Working my ass off to prove myself and become one of the legends in radio, like guys I’ve looked up to my whole life.

But it’s not just my family shit I’m dealing with. If it was just that, maybe I could get over it quickly. Maybe I could be okay with the fact that no one will be there to see me walk at graduation. My parents had the maliciousness to send one of my cousin’s to do their bidding, to tell me that they would not attend.

If it were only that, I’d be sad but on the mend. It’s this shit with Taya that makes everything so much harder to swallow.

When I took Taya into the radio booth the other night, I had no intention of having sex with her there. Sure, it’s been a fantasy of mine, but I really wanted to show her where I thrive. What the environment I’m most passionate about is really like.

The sex just kind of happened. I put that song on, and the moment got to my head, and I couldn’t stop.

I just didn’t expect that the sex would be that heavy. Instead of feeling illicit, it felt like an ending. A swan song to this relationship we never could seem to hold on to from the beginning.

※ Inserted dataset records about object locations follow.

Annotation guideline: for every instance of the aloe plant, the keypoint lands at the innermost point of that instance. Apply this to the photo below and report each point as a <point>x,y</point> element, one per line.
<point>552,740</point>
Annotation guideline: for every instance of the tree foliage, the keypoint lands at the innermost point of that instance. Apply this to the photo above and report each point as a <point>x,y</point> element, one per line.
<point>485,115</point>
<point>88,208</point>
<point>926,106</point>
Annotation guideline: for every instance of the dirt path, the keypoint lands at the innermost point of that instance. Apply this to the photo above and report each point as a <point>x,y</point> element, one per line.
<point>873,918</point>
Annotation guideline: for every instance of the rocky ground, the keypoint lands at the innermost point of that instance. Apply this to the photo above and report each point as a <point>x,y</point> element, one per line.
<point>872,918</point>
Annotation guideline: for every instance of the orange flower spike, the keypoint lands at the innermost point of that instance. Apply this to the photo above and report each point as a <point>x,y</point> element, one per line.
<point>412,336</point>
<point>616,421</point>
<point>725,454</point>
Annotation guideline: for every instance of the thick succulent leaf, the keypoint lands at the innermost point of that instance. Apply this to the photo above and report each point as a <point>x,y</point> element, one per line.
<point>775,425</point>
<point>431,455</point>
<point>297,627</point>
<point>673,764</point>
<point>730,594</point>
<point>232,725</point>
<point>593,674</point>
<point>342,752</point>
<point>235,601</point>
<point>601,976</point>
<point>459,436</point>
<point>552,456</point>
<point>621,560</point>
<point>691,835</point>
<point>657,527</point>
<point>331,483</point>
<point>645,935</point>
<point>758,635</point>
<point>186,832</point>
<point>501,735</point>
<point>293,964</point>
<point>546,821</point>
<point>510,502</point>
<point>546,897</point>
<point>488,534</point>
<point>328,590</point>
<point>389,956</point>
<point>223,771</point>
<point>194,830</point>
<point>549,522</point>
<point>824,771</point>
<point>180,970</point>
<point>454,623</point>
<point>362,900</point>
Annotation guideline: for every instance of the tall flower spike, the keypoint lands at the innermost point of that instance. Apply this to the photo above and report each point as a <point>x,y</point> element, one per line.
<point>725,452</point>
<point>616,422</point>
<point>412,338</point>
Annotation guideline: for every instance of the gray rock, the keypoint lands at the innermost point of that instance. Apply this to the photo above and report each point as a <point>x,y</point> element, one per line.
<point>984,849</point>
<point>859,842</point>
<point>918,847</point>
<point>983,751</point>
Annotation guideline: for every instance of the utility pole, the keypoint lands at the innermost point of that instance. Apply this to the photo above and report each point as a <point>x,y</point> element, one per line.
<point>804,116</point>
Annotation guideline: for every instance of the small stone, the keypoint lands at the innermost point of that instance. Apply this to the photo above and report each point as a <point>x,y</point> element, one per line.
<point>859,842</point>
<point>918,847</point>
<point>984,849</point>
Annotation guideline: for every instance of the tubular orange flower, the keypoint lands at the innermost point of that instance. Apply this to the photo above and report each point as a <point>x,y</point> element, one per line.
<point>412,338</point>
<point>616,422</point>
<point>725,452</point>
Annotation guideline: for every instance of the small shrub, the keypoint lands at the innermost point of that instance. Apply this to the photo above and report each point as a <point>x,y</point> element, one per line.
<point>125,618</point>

Every step of the way, it seems like I zig and Taya zags. I want to take a step forward, and something throws a wrench in our plans. We’re two people so firmly in our heads, with our own doubts, that we haven’t been able to take down those walls. No matter how hard we’ve tried, we’re still holding back. It’s not just my fault; it’s not just hers.

She could beg me to stay with her. I could beg her to do the long-distance thing. But would that make either of us happy, at the end of the day? We can’t seem to get on the same page, not for lack of trying, and it’s breaking our hearts more. I see it in her eyes every day, and I know that inside I’m crumbling.

My world is in flux; nothing seems solid or steady at the moment. I don’t want to leave her, and yet I know that if we can’t make it work consistently while I’m at Talcott, we have no hope when I move three hours away.

She’ll be busy with school, and I’ll have virtually no time to dedicate to a relationship.

It’s the mature thing to do, ending it.

So why does it feel like I’m walking away from the person I’m supposed to share my life with?